## Iris Logistic Regression

The objective is to create a classifier that will predict whether an iris belongs to the ‘Iris-setosa' class or not. This means that we have two classes: ‘Iris-setosa' and not-‘Iris-setosa' (which includes 'Iris-versicolor' and 'Iris-virginica').

In [17]:
# importing libraries
import pandas as pd
from sklearn.model_selection import train_test_split
from sklearn.linear_model import LogisticRegression
from sklearn.metrics import confusion_matrix
from sklearn import preprocessing
from sklearn.metrics import accuracy_score, precision_score, recall_score

Read the Iris dataset 

In [18]:

# Read in the data set
# Import, read and display first 5 columns of the dataset
iris = pd.read_csv("Iris.csv")
iris.head()

Unnamed: 0,Id,SepalLengthCm,SepalWidthCm,PetalLengthCm,PetalWidthCm,Species
0,1,5.1,3.5,1.4,0.2,Iris-setosa
1,2,4.9,3.0,1.4,0.2,Iris-setosa
2,3,4.7,3.2,1.3,0.2,Iris-setosa
3,4,4.6,3.1,1.5,0.2,Iris-setosa
4,5,5.0,3.6,1.4,0.2,Iris-setosa


Identify independent variables x.

In [19]:
# Assign columns with independent variables to x
X = iris.iloc[:,[1,2,3,4]].values
# Reshape x into
X = X.reshape(-1, 4)
# scale the data
X = preprocessing.scale(X)

Encode your dependent variable y such that ‘Iris-setosa' is encoded as 0, and 'Iris-versicolor' and 'Iris-virginica' are both encoded as 1. (0 corresponds to the'Iris-setosa' class, and 1 corresponds to the not-‘Iris-setosa' class.)

In [20]:
# Assign and encode the dependant variable column to y
y = iris.iloc[:,5].apply(lambda val: 0 if val == 'Iris-setosa' else 1).values

Split the data into a training and test set.

In [21]:
# Split data into 75% training and 25% test sets
X_train, X_test, y_train, y_test = train_test_split(X, 
                y, test_size=0.25, random_state=0)

Use sklearn’s logistic regression function to fit a model and make predictions on the test set.

In [22]:
# Create a logistic regression model
log_reg = LogisticRegression()
# Fit a logistic regression model to the training data
log_reg.fit(X_train, y_train)
# Make predictions on test data
y_pred = log_reg.predict(X_test).reshape(-1,1)

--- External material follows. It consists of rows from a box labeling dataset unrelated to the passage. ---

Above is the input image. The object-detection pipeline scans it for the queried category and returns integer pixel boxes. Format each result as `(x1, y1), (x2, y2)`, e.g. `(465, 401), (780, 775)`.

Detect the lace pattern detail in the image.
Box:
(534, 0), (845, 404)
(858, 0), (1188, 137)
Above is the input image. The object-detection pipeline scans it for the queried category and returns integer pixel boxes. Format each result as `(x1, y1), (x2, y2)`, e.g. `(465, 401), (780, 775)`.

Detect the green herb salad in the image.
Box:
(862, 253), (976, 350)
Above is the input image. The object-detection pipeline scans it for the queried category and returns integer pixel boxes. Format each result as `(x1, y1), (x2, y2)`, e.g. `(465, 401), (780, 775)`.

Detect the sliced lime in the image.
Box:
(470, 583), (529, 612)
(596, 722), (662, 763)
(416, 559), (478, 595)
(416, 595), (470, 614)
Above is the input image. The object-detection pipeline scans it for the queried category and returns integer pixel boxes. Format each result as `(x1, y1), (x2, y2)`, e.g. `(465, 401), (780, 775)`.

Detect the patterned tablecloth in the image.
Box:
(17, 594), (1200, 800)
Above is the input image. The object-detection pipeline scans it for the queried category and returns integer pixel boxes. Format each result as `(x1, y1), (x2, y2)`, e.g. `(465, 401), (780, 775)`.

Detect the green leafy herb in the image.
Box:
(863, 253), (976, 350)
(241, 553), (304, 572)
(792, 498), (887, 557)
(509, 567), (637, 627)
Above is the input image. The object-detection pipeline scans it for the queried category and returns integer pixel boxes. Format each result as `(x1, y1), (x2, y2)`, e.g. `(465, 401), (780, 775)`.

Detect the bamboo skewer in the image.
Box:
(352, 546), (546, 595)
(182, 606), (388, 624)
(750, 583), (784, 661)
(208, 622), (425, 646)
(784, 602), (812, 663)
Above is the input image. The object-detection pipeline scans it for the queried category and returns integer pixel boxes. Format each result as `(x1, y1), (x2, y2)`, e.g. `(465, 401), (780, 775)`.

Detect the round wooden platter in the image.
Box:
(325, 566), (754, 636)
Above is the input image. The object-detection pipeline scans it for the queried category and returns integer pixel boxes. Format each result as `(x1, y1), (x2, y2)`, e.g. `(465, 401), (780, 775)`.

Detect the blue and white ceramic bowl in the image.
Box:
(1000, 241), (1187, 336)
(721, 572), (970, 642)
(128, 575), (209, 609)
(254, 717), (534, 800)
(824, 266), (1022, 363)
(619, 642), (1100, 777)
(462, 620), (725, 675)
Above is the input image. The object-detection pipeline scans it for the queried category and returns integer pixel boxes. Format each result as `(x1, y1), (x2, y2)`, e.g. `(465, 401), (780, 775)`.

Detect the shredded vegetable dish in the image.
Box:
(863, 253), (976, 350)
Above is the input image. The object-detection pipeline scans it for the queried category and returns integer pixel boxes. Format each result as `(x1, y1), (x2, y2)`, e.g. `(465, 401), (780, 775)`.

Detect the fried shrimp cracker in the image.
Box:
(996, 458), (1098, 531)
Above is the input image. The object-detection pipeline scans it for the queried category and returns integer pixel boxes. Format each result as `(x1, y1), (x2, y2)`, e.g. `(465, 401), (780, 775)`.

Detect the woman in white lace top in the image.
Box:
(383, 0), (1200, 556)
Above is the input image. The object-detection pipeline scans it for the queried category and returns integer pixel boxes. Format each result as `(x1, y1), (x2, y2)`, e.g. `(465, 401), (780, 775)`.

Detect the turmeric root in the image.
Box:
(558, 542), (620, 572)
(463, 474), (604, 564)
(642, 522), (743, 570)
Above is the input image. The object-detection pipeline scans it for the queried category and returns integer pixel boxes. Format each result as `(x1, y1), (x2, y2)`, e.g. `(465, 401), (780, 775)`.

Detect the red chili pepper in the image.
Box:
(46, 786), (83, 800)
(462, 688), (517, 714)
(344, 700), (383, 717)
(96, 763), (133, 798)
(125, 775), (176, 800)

### Measuring Model Performance


Analyse the confusion matrix and provide a prediction, in a comment whether the model is likely to have higher precision, higher recall, or similar precision and recall.

In [23]:
# Create a confusion matrix comparing actual and predicted values
conf_mat = confusion_matrix(y_test, y_pred)
# Convert the confusion matrix into a DataFrame
cm_iris = pd.DataFrame(conf_mat)
# Display the confusion matrix
print('Confusion Matrix: \n', cm_iris)

Confusion Matrix: 
     0   1
0  13   0
1   0  25


The model made no classification errors, it perfectly predicted all test samples. Therefore, the model will likely have 100% accuracy, precision, and recall meaning similar precision and recall.

Calculate the accuracy, precision, and recall, and check whether your prediction was right.

In [24]:
# Determine the proportion of correct predictions
acc = accuracy_score(y_test, y_pred)
# Determine the proportion of positive predictions that were actually correct
prec = precision_score(y_test, y_pred)
# Determine the proportion of actual positives that were correctly predicted.
rec = recall_score(y_test, y_pred)
# Display accuracy
print('Accuracy:', acc)
# Display precision
print('Precision:', prec)
# Display recall
print('Recall:', rec)

Accuracy: 1.0
Precision: 1.0
Recall: 1.0


Accuracy, precision and recall are perfect, thus the model shows equal and ideal performance in both metrics. Therefore, the model achieved a perfect performance in classifying whether an iris belongs to the ‘Iris-setosa’ class or not.